Appeals Court Denies Ex-Governor Ryan’s Bail Request
A federal appeals court on Monday denied a request by imprisoned former Illinois Gov. George Ryan to free him on bail so he can spend more time with his terminally ill wife, though the ex-governor's attorneys said they would continue working to win his release.
In a one-page ruling, the 7th Circuit Court of Appeals in Chicago rejected an emergency motion filed by Ryan's attorneys last week after Lura Lynn Ryan was taken to intensive care suffering complications from chemotherapy.
Ryan, the ruling said, hasn't met the legal requirements that would allow for his release while the 76-year-old's defense team tries to overturn his 2006 conviction for racketeering, conspiracy, tax fraud and making false statements to the FBI.
The three-judge panel notes that Ryan asked in the emergency motion about the possibility of release from his Indiana prison during daylight hours so he could be at his wife's side. The court said it didn't have the jurisdiction to grant that wish.
"This possibility might be a humane way to address the personal aspect of his motion," it says. But "a request for such an arrangement must be presented by the appellant to the Bureau of Prisons."
Prosecutors made public for the first time Friday the news that prison authorities did, in fact, escort Ryan to see his wife for two hours the same day she was admitted to a Kankakee hospital. They cited that clandestine visit as one reason judges shouldn't grant Ryan's release.
"Obviously, I am disappointed and I know the family is exceedingly disappointed," said Ryan attorney and a long-time family friend, former Gov. James Thompson.

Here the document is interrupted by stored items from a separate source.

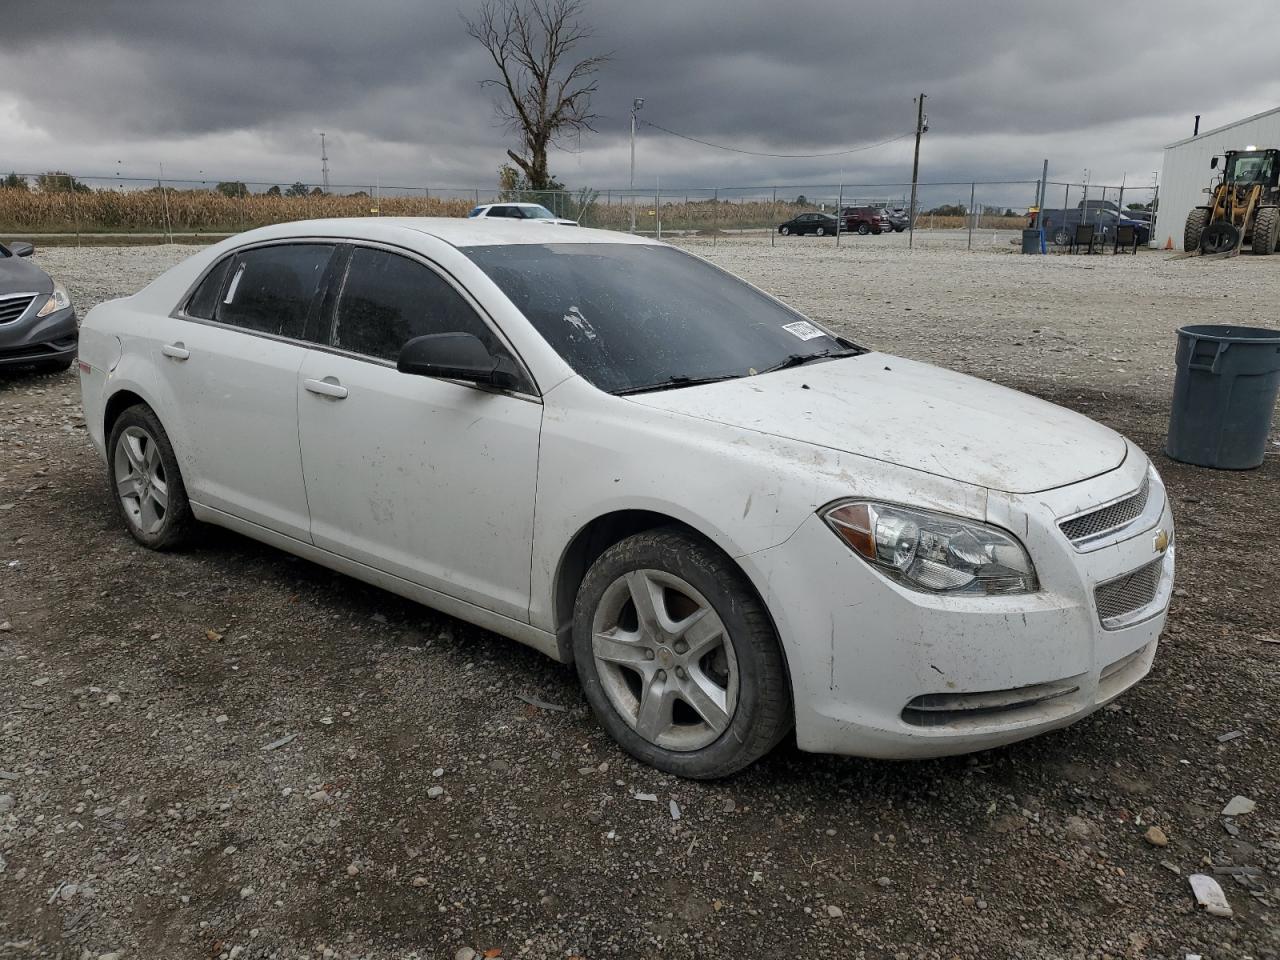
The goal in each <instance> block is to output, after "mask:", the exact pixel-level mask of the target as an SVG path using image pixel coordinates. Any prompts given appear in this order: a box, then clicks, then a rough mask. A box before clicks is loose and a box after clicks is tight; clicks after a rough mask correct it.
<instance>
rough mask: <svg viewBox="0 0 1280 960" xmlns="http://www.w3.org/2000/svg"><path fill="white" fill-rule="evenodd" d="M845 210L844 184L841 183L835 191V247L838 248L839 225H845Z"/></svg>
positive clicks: (838, 236) (838, 245) (840, 229)
mask: <svg viewBox="0 0 1280 960" xmlns="http://www.w3.org/2000/svg"><path fill="white" fill-rule="evenodd" d="M844 209H845V184H844V183H841V184H840V188H838V189H837V191H836V246H837V247H838V246H840V234H841V229H840V228H841V225H842V224H844V223H845V216H844V212H842V211H844Z"/></svg>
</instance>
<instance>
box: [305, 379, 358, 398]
mask: <svg viewBox="0 0 1280 960" xmlns="http://www.w3.org/2000/svg"><path fill="white" fill-rule="evenodd" d="M302 385H303V387H306V388H307V389H308V390H310V392H311V393H317V394H320V396H321V397H332V398H333V399H347V388H346V387H343V385H342V384H340V383H338V380H337V378H333V376H326V378H325V379H324V380H303V381H302Z"/></svg>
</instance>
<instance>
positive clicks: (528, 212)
mask: <svg viewBox="0 0 1280 960" xmlns="http://www.w3.org/2000/svg"><path fill="white" fill-rule="evenodd" d="M520 212H522V214H524V215H525V219H527V220H556V219H557V216H556V214H553V212H552V211H550V210H548V209H547V207H544V206H541V205H540V204H530V205H529V206H521V207H520Z"/></svg>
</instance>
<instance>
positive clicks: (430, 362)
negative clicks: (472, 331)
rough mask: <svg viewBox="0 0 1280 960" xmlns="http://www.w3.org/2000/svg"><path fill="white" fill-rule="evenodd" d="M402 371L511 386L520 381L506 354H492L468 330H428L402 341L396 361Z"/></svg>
mask: <svg viewBox="0 0 1280 960" xmlns="http://www.w3.org/2000/svg"><path fill="white" fill-rule="evenodd" d="M396 369H397V370H399V371H401V372H402V374H413V375H416V376H439V378H444V379H448V380H466V381H467V383H475V384H484V385H486V387H497V388H498V389H502V390H509V389H513V388H515V387H517V385H518V384H520V380H518V378H517V376H516V372H515V370H512V364H511V361H509V360H508V358H507V357H495V356H493V355H492V353H490V352H489V348H488V347H485V346H484V344H483V343H481V342H480V338H479V337H476V335H475V334H470V333H431V334H428V335H426V337H415V338H413V339H411V340H410V342H408V343H406V344H404V346H403V347H402V348H401V352H399V358H398V360H397V361H396Z"/></svg>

But Thompson also assured the family that attorneys would take several steps in response, including asking Democratic President Barack Obama to grant clemency to the former Republican governor. They will ask Obama to commute Ryan's sentence from 6 1/2 years to his three years already served.
Other steps would include asking the Bureau of Prisons to grant Ryan a long-term furlough, possibly under conditions where he would have to stay at a county jail overnight. Thompson added he would ask prosecutors to support that request.
Last month, U.S. District Judge Rebecca Pallmeyer -- who presided over Ryan's trial -- upheld his conviction and denied his request for bond. She acknowledged his wife's plight, but said Ryan's conduct "exacted a stiff penalty, not only for himself but also for his family."
Ryan's attorneys had argued parts of his conviction should be tossed based on a U.S. Supreme Court decision curtailing anti-fraud laws -- known as "honest services" laws. Pallmeyer said Ryan's circumstances were different enough that his conviction should stand.
Defense attorneys have appealed Pallmeyer's ruling upholding the convictions.